The original designers of the museum had drawn up an “Outline of the Historical Program and Master Plan,” but the time for central planning and familiar stories, neatly broken down into historical periods and punctuated by ideological schisms, had long since passed. More pressing than any academic scruples about master narratives was the fact that such an approach couldn’t possibly succeed in speaking to the museum’s prospective visitors, who would include Poles from high-school age to senior citizens, Israelis and Jews from across the globe, casual foreign tourists, and pilgrimage groups to the death camps.
By the time Barbara Kirshenblatt-Gimblett was appointed to head the Academic Team of the Core Exhibition of the POLIN Museum in 2006, she had already redefined the way museums represented the Jewish past. Where once upon a time, pride of place was given to Torah scrolls and breastplates, spice boxes, Kiddush cups, candelabra, Torah pointers, and other sacred paraphernalia of the Jewish faith, Kirshenblatt-Gimblett curated an exhibition for The Jewish Museum of New York called “Fabric of Jewish Life” that focused exclusively on textiles, most of them produced by women.
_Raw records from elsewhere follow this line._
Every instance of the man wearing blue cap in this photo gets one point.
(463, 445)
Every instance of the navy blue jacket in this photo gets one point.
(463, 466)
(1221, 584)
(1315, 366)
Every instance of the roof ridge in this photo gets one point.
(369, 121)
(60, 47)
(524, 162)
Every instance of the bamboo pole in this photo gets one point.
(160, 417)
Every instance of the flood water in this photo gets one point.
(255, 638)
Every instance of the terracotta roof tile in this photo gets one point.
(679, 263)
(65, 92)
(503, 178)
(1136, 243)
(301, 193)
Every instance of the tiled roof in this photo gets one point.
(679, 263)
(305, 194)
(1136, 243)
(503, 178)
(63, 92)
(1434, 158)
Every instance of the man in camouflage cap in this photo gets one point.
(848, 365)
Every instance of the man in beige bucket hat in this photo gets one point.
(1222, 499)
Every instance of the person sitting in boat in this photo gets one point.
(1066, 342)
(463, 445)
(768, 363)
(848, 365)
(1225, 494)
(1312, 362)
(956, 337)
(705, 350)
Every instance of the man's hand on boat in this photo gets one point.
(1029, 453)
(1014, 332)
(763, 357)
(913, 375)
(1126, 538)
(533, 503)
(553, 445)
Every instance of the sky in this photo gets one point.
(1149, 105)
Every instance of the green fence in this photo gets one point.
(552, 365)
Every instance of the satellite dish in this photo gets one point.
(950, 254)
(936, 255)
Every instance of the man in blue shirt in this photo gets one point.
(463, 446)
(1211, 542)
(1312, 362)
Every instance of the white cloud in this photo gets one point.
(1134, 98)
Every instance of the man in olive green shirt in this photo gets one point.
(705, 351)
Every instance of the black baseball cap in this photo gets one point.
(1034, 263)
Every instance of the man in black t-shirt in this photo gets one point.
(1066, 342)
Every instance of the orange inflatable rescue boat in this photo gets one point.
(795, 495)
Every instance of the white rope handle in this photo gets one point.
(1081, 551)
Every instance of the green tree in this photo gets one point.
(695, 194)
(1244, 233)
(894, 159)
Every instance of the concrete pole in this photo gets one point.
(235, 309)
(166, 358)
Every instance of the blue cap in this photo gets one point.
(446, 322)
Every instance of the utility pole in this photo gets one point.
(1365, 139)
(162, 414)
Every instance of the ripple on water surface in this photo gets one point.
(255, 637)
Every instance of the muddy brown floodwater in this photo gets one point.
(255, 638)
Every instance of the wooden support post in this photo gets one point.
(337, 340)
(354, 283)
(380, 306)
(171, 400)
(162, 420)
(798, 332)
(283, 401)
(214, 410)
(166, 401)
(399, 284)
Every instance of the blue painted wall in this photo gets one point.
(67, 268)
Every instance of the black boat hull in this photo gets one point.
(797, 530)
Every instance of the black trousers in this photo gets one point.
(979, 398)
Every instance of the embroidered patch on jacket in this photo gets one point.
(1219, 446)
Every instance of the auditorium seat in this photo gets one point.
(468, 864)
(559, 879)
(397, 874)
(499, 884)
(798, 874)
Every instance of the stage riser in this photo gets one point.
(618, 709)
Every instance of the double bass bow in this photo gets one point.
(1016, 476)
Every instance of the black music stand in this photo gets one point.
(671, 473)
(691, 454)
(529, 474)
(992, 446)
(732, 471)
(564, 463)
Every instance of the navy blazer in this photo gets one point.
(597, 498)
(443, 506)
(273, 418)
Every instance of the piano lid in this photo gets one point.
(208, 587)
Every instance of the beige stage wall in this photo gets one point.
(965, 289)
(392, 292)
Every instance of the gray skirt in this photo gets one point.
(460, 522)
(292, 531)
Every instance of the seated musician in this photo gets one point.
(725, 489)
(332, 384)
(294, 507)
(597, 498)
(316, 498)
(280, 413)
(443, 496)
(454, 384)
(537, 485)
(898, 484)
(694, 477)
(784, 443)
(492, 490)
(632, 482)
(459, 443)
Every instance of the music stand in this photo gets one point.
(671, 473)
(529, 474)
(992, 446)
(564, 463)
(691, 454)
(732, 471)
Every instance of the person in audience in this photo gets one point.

Where Roman Vishniac, on instructions from his employer, had once selected only those photos of Polish Jews that portrayed them as “persecuted, pious and poor” (as she once told a reporter for Ha’aretz), in Image Before My Eyes: A Photographic History of Jewish Life in Poland, 1864–1939, Kirshenblatt-Gimblett produced a counter-album with Lucjan Dobroszycki that stressed the diversity and urbanity of their subjects. And where once, at the New York World’s Fair in 1939, Jews created a Palestine Pavilion to stake a claim for national sovereignty and to generate foreign investment, now, in the 21st century, Kirshenblatt-Gimblett instructed her team to “think Expo” and create a multimedia narrative exhibition that would demonstrate the centrality of Jews to Polish history—to turn their dimly remembered story, she said, into something you can touch, hear, rub, erase, pull out, disassemble, walk through, climb up, get lost in, and, above all, experience from more than one perspective.